While the real tool application in Multiple Apply mode is performed, the user is shown an information dialog which indicates the overall status of the process. The system shows which document is currently processed, result messages after each single application and where the result is stored. In case of errors, corresponding messages are shown. An example status window is in the following picture:
During runtime the user can cancel the tool application by using the Stop button. The application is not interrupted immediately but only after the current operation has been completed (opening a document, applying a single operation or saving a result).
XML Tools Queries
The user can save different configurations of the tools in order to execute them many times. Except for the specific tool settings, the user can specify which input documents the tool will be applied to and how the result will be formed and saved. All these settings are represented as XML documents in the Internal Documents database. Further more they can be processed system with all facilities.
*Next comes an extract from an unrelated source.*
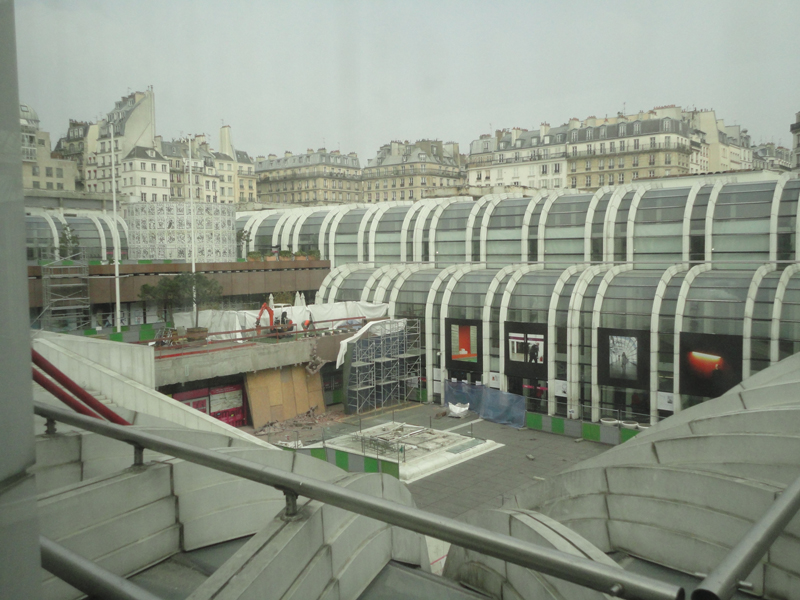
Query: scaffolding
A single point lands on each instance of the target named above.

This specific kind of XML documents in the system are called XML Tool Queries or just queries. Each tool in the CLaRK System has its own specific type of queries with their specific DTDs. The queries are located in a special place in the Internal Documents database (system groups [Corpus_name] SYSTEM : Queries : <tool_name> and all descending sub-groups). Each XML query is valid according to its DTD.
fig. 3 Queries Panel for XPath Remove Tool
A management panel similar to the one in fig. 3 appears (with very small variations depending on the specific tool). After choosing Select button, the corresponding Query Manager is shown and the user can load a query in the current tool. If the Reset button is clicked, then the tool settings are reset to their initial values. In this case the Update button changes to Save. The settings on the current tool dialog window can be saved by using the Save/Update button. If the user creates a new query then after pressing the Save button s/he must supply a query name. If changes (modifications) on an existing queries are to be saved, the Update button requires the user confirmation for overwriting. All queries which are saved/updated are stored in the Internal Documents database.